Monday, October 8, 2012


Posted by Bethan Holt, Fashion Junior at Large

Last week, Christina Hendricks was in Australia to promote her new range of glasses for Specsavers. As anyone with a new product to flog might, she took interviews from key press. During one such appointment, she was asked:

"You have been an inspiration as a full-figured woman. What is the most inspiring story that you can remember where you've inspired someone?"

Christina stopped the interview, asked for the question to be rephrased and when the same question was asked again she said, off air, "I think calling me full-figured is just rude". 

Some context here; Christina plays secretary Joan in Mad Men and has been described "oozing sensuality" and having "curves in all the right places". Basically, she is not your standard super slim actress but nor is she exactly "full figured" in the great scheme of things, given that we live in a world of ever rising obesity levels and a UK average dress size of 16. What's more, the question implies that by appearing in popular TV shows and films, Hendricks is automatically an inspiring role model for women who have breasts and a bum. 
Hendricks in Mad Men
There was a comparable story in this weekend's Times magazine in which Caitlin Moran interviews the writer, director and star of Girls- the forthcoming new sitcom about the realistic, non-airbrushed lives of twenty something New York girls-  Lena Dunham. One of Dunham's most remarkable traits is apparently that she has a soft covering of fat making her not at all big or obese but just the way quite a lot of girls look when they don't worry too much about what they eat or how much exercise they do. Moran includes a remarkable, or not so, story about one of Dunham's first forays into film...

"The first time Dunham appeared naked on camera it was in a film she made at university, in which she climbed into the campus fountain in a bikini and pretended to shower and clean her teeth, before being moved on by a security guard. When she put it on YouTube, it went viral, and got 50,000 hits. However, it also sparked a debate, in the comments underneath, about the size of Dunham’s thighs, and whether she was fat or not. What she had seen as just a jokey film had turned into a debate about her shagability, and she eventually deleted it"
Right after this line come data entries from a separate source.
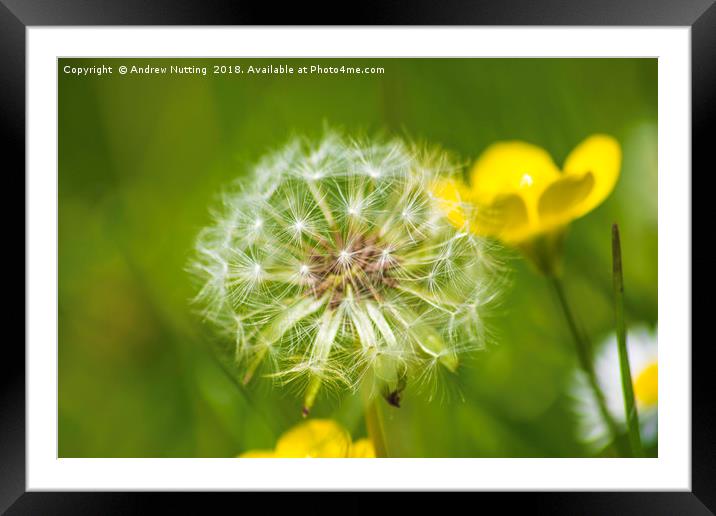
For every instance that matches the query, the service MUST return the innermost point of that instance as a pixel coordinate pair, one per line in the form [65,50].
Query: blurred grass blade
[632,416]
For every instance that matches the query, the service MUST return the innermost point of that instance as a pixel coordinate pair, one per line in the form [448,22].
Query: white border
[670,471]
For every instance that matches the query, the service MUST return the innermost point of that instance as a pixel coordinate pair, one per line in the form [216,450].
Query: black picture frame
[17,15]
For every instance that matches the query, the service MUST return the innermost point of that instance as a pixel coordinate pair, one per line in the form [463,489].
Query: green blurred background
[142,158]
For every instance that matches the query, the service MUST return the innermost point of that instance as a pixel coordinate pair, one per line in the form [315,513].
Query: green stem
[584,357]
[632,415]
[374,424]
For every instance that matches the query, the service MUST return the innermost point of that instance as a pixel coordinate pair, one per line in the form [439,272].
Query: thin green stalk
[374,424]
[584,357]
[632,415]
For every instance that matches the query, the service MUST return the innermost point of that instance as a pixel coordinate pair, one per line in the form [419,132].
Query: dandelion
[316,438]
[643,358]
[333,265]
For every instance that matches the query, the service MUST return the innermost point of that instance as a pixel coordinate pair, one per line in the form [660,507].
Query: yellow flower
[316,438]
[519,195]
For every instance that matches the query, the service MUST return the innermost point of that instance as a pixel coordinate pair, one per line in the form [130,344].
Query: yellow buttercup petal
[559,202]
[506,218]
[258,454]
[315,438]
[362,449]
[453,197]
[646,386]
[600,157]
[512,167]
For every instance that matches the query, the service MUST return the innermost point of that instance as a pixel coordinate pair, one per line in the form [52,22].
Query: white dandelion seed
[333,264]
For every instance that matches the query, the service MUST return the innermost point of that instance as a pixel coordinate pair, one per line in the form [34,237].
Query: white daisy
[643,360]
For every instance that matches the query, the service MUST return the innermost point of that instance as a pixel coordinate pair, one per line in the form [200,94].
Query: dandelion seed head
[333,264]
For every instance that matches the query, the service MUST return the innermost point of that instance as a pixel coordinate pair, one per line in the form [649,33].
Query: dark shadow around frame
[16,15]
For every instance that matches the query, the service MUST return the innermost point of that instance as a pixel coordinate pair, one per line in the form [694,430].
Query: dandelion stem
[632,415]
[585,361]
[374,425]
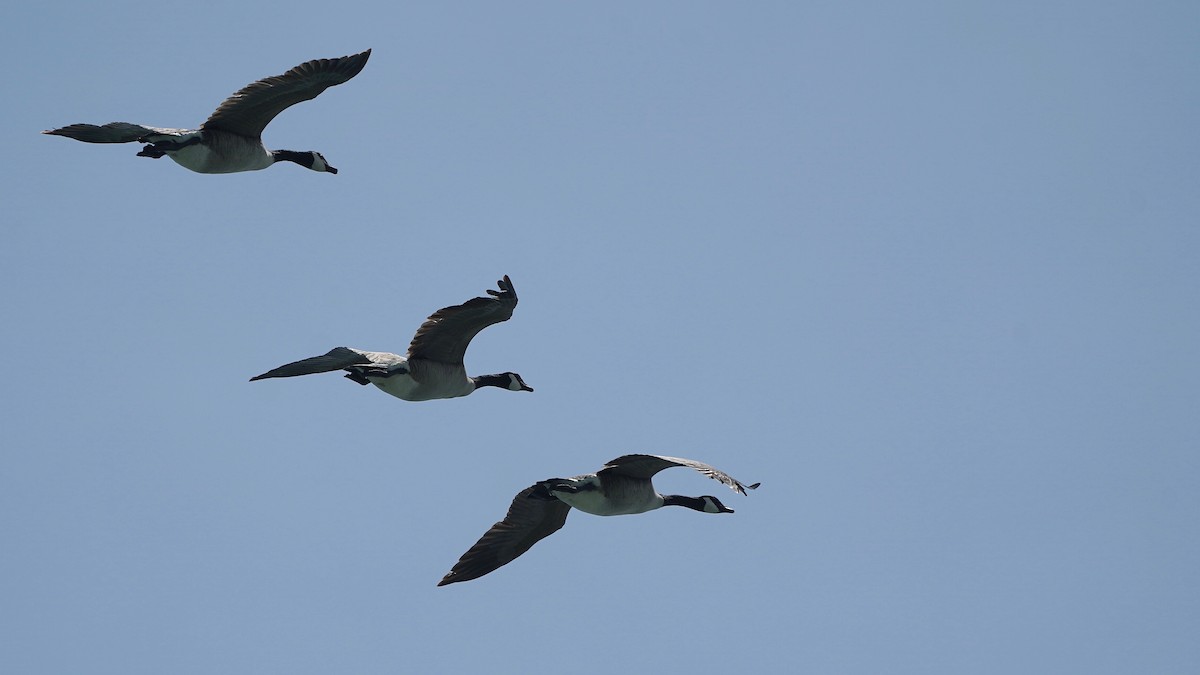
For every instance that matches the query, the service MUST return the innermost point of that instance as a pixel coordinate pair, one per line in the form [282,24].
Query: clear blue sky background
[928,270]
Lena Dunham at the Emmy awards
This reminds me of an episode a while back in which Alexa Chung posted a picture of herself with her Mum on Instagram. it was intended purely as  a sweet Mother/ Daughter pic but became a voracious debate about whether or not Alexa was too thin. The photo didn't ASK anyone to comment, just as Dunham's video begged no opinion of its star's body however the comments came flooding in free and fast, whether Dunham and Chung liked it or not and with apparently no holds barred on the searing honesty of the observations. 

This isn't a problem with the press, or with any one group of people in particular. It just seems so wrong that there is a collective feeling of entitlement to put female celebrities in a box- whether that's full figured, a bit of puppy fat or  way too skinny- and to expect that they might want to be defined for being that way. If you think about the best or worst thing about yourself, maybe your lovely pert boobs or your long skinny legs, your pinchable bum or your lumpy thighs, no matter how awful or great it is in your opinion, would you want it to be the one and only thing people really obsessed over about you? I think that would get pretty tiring.